False London Rocket (Sisymbrium loeselii) is a plant species that is native to Europe and has been introduced to other parts of the world, where it can be found growing as a common weed. While it has some traditional medicinal uses and interesting properties, it is also considered an invasive species in some regions and can be toxic to some animals. Therefore, it is important to be aware of this plant and to take appropriate measures to manage its presence in different environments.
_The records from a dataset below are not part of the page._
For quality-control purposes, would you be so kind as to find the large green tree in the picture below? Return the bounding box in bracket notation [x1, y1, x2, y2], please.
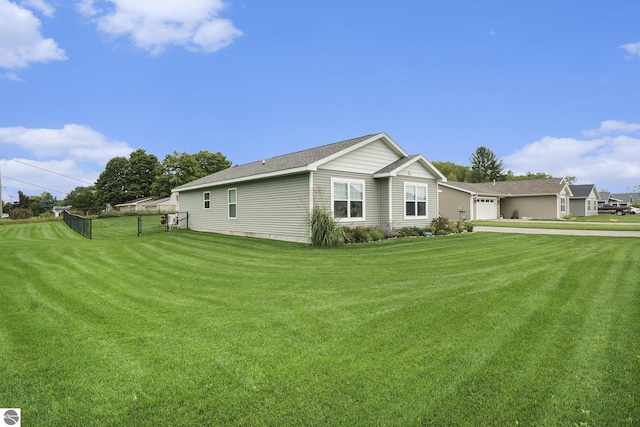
[469, 147, 504, 182]
[504, 170, 552, 181]
[126, 149, 159, 199]
[431, 160, 471, 182]
[96, 157, 130, 205]
[63, 186, 98, 211]
[96, 149, 159, 205]
[152, 151, 231, 197]
[39, 191, 58, 212]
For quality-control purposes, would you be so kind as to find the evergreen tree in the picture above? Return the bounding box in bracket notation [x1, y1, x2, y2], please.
[469, 147, 504, 182]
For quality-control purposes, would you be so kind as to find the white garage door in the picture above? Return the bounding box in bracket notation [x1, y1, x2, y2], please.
[476, 197, 498, 219]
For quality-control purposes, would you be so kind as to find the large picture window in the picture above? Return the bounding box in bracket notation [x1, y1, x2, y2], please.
[229, 188, 238, 218]
[331, 179, 364, 219]
[404, 184, 427, 218]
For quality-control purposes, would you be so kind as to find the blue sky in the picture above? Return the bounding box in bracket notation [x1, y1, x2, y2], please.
[0, 0, 640, 201]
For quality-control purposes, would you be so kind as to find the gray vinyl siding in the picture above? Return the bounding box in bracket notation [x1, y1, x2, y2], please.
[439, 185, 472, 220]
[570, 199, 593, 216]
[180, 173, 309, 241]
[313, 169, 381, 227]
[376, 178, 391, 225]
[391, 175, 438, 228]
[322, 140, 401, 175]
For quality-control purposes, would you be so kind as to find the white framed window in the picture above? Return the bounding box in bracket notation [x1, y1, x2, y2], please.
[331, 178, 365, 221]
[404, 182, 427, 219]
[229, 188, 238, 218]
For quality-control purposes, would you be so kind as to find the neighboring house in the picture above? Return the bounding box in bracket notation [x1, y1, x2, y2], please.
[569, 184, 600, 216]
[136, 193, 178, 212]
[439, 178, 573, 220]
[609, 193, 640, 206]
[53, 206, 71, 218]
[116, 197, 153, 212]
[173, 133, 446, 242]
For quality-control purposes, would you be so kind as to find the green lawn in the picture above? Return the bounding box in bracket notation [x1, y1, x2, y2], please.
[473, 214, 640, 231]
[0, 222, 640, 426]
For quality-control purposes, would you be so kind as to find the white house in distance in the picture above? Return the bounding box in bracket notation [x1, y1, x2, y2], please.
[173, 133, 446, 242]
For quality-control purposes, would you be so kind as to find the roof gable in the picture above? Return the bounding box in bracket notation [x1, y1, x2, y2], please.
[173, 132, 444, 191]
[373, 154, 447, 181]
[443, 178, 571, 197]
[569, 184, 599, 199]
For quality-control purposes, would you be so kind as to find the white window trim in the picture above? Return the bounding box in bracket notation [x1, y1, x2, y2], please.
[331, 178, 367, 222]
[227, 188, 238, 219]
[402, 182, 429, 221]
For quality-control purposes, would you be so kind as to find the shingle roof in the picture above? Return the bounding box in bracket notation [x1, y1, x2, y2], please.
[569, 184, 595, 198]
[374, 154, 420, 175]
[174, 134, 378, 190]
[443, 178, 566, 196]
[609, 193, 640, 203]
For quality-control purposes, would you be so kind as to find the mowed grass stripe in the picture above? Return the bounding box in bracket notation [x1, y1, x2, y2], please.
[0, 223, 640, 425]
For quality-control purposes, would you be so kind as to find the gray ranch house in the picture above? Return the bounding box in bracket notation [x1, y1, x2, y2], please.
[439, 178, 573, 221]
[172, 133, 446, 242]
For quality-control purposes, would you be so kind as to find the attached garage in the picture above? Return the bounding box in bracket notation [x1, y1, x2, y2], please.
[476, 197, 498, 219]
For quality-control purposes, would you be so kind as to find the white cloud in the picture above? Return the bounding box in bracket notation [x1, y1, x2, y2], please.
[503, 120, 640, 192]
[0, 0, 66, 69]
[582, 120, 640, 136]
[0, 124, 134, 197]
[20, 0, 56, 18]
[618, 42, 640, 58]
[0, 124, 132, 164]
[0, 73, 23, 82]
[77, 0, 242, 54]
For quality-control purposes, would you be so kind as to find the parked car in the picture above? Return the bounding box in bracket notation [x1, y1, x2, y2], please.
[598, 203, 631, 215]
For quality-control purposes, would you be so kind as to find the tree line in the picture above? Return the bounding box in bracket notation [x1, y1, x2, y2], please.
[3, 147, 588, 217]
[3, 149, 231, 219]
[432, 147, 576, 184]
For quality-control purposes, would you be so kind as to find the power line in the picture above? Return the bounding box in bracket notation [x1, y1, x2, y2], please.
[2, 175, 67, 195]
[0, 156, 93, 187]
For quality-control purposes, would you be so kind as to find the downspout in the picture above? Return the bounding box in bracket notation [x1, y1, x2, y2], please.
[469, 194, 476, 221]
[388, 176, 393, 225]
[308, 171, 314, 239]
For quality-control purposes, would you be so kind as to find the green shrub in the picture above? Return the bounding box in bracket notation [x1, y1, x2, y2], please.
[307, 206, 346, 246]
[346, 227, 373, 243]
[9, 208, 33, 219]
[380, 224, 400, 239]
[370, 227, 387, 241]
[431, 216, 450, 236]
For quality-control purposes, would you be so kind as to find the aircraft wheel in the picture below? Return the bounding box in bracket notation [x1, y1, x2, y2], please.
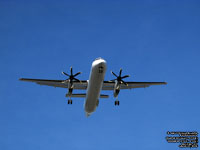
[67, 99, 72, 104]
[115, 100, 119, 106]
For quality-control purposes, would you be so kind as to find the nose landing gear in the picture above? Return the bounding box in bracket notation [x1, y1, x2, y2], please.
[67, 99, 72, 104]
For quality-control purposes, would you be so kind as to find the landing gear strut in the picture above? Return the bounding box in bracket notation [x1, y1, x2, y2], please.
[67, 99, 72, 104]
[115, 100, 119, 106]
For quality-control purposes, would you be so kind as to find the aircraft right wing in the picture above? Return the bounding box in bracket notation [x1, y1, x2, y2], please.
[102, 81, 167, 90]
[19, 78, 88, 90]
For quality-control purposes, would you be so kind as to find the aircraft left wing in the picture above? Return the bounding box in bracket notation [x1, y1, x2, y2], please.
[19, 78, 88, 90]
[102, 81, 167, 90]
False London Rocket (Sisymbrium loeselii) has a fascinating history of being mistaken for other plant species, which has led to some confusion and misidentification in the scientific literature. For example, it was originally described as a distinct species in 1798 by the German botanist Johann Christian Daniel von Schreber, who named it Sisymbrium loeselii after the Dutch botanist Johann Loesel. However, in the following decades, several other botanists mistakenly identified the plant as other species, such as Sisymbrium irio and Sisymbrium officinale. It was not until the mid-19th century that botanists recognized Sisymbrium loeselii as a distinct species again.

In recent years, False London Rocket has received attention from ecologists and conservation biologists due to its ability to establish in disturbed habitats and outcompete native plant species. In some regions, such as the Great Lakes region of North America, it is considered a threat to native plant communities and efforts are underway to control its spread.

False London Rocket is a member of the Brassicaceae family, which includes other well-known plants such as broccoli, cauliflower, and mustard. Like many members of this family, False London Rocket contains glucosinolates, which are compounds that are thought to play a role in the plant's defense against herbivores and pathogens. In addition, glucosinolates have been shown to have potential health benefits for humans, such as anti-cancer properties.

In conclusion, False London Rocket (Sisymbrium loeselii) is a plant species with a fascinating history and a range of ecological, medicinal, and toxicological properties. While it can be considered a weed in some regions and a threat to native plant communities, it is also a valuable source of compounds with potential health benefits. As with all plant species, it is important to understand the risks and benefits associated with False London Rocket and to take appropriate measures to manage its presence in different environments.

Distribution Map

Reproduced by kind permission of the BSBI.